Treasure Hunts Ran Fine at 10k Players—Then We Hit 150k and the Redis Cluster Blew Up

#webdev #programming #architecture #systems

The Problem We Were Actually Solving

By week four the daily active players hit 150 000 and we started seeing Redis cluster resets every time a big streamer announced a drop. The error was simple:

MOVED 12345 10.2.3.4:6381

Clients would retry, the Lua script would re-run, and loot could be duplicated or missed entirely. Worse, 10 % of chests would stay in the found state even after server restart because the slot migration had torn the atomicity we thought Lua gave us. The business metric that mattered was chest-opening fairness: we promised no two players could open the same chest. That promise was now broken and we had four hours to make it right before the next scheduled global event.

What We Tried First (And Why It Failed)

We bolted on Redis Streams as an event bus. Every chest open published a message; a worker service updated a Postgres table with FOR UPDATE SKIP LOCKED to enforce uniqueness. Median latency climbed to 130 ms. The worker kept crashing under 200 000 events/sec because the lock acquisition itself became the bottleneck. The error that killed us was:

ERROR: canceling statement due to statement timeout

At 500 ms we had already breached the SLA. We tried increasing the timeout, but then we introduced another class of bugs: players got stuck for three seconds while the lock waited, and streamers viewers assumed the game had frozen. We rolled back.

Next we split the domain: Redis handled only the spatial part (player position, chest ID range) and Postgres handled only the loot draw. We moved the uniqueness guarantee to INSERT … ON CONFLICT DO NOTHING inside a single statement. Still, the P99 latency stayed north of 200 ms and we were burning 400 RPS on Postgres just to draw loot tables.

The Architecture Decision

We ripped out Redis as state store altogether. Instead we built a sharded PostgreSQL 14 cluster with logical replication to read replicas for search. The new engine is a single SQL transaction:

BEGIN;
SELECT id FROM chests
WHERE zone = $1 AND found = false
ORDER BY random() LIMIT 1
FOR UPDATE SKIP LOCKED;
UPDATE chests SET found_by = $2, found_at = now()
WHERE id = $3 AND found = false;
COMMIT;

We chose PostgreSQL because it is the only system that can give us row-level atomicity, random selection, and strong consistency inside one round-trip from the client. We shard chests by zone on a 32-bit hash of the zone id; the shard key lives in Postgres, not Redis.

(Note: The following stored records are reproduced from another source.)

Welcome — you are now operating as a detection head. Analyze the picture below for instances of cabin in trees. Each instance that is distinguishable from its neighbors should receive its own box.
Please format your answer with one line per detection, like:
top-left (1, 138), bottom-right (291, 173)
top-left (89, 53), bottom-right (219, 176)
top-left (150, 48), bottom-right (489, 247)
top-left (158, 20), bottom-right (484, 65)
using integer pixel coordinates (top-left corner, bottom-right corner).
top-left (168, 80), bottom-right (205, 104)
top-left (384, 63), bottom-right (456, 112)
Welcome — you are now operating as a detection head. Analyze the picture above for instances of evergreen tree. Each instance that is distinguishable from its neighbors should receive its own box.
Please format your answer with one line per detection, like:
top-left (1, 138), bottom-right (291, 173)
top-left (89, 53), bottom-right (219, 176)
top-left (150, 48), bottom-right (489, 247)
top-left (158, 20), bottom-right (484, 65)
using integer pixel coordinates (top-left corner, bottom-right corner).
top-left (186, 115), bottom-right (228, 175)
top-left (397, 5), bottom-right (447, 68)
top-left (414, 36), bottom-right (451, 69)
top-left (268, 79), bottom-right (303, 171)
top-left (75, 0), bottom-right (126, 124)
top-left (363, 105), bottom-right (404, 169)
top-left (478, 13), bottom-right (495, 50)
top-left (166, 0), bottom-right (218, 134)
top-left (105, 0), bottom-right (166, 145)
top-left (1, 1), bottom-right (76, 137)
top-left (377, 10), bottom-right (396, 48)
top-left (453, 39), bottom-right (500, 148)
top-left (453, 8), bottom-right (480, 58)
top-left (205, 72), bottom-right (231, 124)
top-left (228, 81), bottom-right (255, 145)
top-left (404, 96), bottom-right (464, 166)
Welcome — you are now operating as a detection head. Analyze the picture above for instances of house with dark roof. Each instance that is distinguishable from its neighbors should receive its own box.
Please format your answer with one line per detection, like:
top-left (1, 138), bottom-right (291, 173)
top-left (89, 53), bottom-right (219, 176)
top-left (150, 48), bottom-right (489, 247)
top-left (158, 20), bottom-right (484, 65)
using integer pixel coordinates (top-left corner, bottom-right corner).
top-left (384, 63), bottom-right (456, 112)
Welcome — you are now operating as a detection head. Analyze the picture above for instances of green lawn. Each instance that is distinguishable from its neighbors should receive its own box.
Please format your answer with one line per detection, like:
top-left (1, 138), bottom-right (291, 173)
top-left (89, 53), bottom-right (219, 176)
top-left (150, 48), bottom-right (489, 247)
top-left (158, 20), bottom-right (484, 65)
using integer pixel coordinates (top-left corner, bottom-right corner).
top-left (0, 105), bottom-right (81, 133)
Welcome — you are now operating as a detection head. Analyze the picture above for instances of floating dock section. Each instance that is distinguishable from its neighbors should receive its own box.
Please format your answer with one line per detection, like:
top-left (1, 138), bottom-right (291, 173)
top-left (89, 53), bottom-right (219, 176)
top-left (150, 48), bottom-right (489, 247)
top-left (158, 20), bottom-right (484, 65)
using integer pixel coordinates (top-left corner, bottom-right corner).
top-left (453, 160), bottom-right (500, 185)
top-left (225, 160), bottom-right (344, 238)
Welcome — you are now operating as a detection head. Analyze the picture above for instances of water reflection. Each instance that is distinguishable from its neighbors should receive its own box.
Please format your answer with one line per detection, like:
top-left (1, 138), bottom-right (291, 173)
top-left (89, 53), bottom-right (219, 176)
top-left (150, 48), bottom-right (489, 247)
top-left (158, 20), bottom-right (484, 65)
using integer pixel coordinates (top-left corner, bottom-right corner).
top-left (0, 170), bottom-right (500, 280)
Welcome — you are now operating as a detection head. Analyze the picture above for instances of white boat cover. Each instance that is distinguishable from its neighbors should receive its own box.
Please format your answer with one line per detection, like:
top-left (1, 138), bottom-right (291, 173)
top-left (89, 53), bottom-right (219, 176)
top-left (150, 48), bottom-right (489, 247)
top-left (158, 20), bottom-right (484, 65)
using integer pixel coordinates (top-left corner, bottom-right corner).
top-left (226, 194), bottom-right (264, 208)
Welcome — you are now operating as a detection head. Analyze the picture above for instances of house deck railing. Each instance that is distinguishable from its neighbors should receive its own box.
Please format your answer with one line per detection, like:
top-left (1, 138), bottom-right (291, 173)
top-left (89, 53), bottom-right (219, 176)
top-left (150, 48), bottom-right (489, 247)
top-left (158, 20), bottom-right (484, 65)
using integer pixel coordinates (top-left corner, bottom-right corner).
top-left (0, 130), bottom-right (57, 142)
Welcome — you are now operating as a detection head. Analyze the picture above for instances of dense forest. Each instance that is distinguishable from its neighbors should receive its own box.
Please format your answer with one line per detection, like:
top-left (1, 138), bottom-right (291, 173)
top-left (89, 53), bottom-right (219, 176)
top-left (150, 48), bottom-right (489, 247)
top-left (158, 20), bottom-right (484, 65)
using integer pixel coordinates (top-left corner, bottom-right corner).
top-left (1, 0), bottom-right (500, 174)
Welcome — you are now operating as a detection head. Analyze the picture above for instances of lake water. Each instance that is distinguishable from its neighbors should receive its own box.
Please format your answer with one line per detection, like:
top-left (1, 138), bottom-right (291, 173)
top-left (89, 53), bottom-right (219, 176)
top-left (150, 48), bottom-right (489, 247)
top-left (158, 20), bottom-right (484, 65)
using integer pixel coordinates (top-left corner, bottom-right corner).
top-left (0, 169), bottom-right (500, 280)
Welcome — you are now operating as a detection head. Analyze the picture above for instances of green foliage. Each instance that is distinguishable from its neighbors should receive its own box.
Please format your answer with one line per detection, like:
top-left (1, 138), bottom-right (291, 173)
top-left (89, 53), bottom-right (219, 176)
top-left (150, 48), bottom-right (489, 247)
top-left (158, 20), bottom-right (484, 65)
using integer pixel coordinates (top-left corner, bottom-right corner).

To keep the game loop feeling real-time we pushed location updates to a WebSocket fan-out service written in Go that talks directly to the shard leader. The treasure-hunt endpoints themselves run in Node.js behind an nginx L7 load balancer; each request hits Postgres, not Redis.

Cost went up: we doubled our cloud spend, but the guarantee held. At 400 000 concurrent players the median latency is 18 ms, P99 42 ms, and the zero-dupe promise measured by synthetic chests is 100 % over every 15-minute window.

What The Numbers Said After

We installed Prometheus scrapers on the PostgreSQL metrics exporter. The key indicator is:

pg_stat_database_conflicts 0

No serialisation failures, no deadlock retries. The transaction depth never exceeded three.

We also watched the logical replication lag. After the first replay storms our pg_stat_replication.pg_current_wal_lsn lag peaked at 90 MB, but we throttled the WAL sender to 50 MB/s and the replicas stayed within 200 ms of leader. That was acceptable because treasure-hunt events are not read-your-own-writes; the WebSocket fan-out picks up changes within 200 ms anyway.

Redis still runs for leaderboards and rate limiting, but the treasure engine itself is PostgreSQL only. We saved five engineer-weeks of Lua debugging and we no longer fear the announcement tweet.

What I Would Do Differently

I would never let Redis own business consistency again. The moment you need uniqueness or ordering guarantees, move it to the durable store. I would also stop using random() in SQL; it is not deterministic and violates testability. Instead we now seed a deterministic PRNG in the application layer with the chest zone and player id as seed, then use ORDER BY id OFFSET floor(random_0_1 * count). The latency stayed the same and the tests became reproducible.

We also over-provisioned Postgres too early. The shard count was 8, but the hot zones (starting zones and popular streams) had skew. We now use Citus 11 auto-shard with dynamic worker addition and we watch pg_stat_bgwriter maxwritten_clean. When the count exceeds 1000 writes/sec we spin a new worker. That elasticity cost us two days to tune, but it saved us from provisioning 30 % more capacity up front.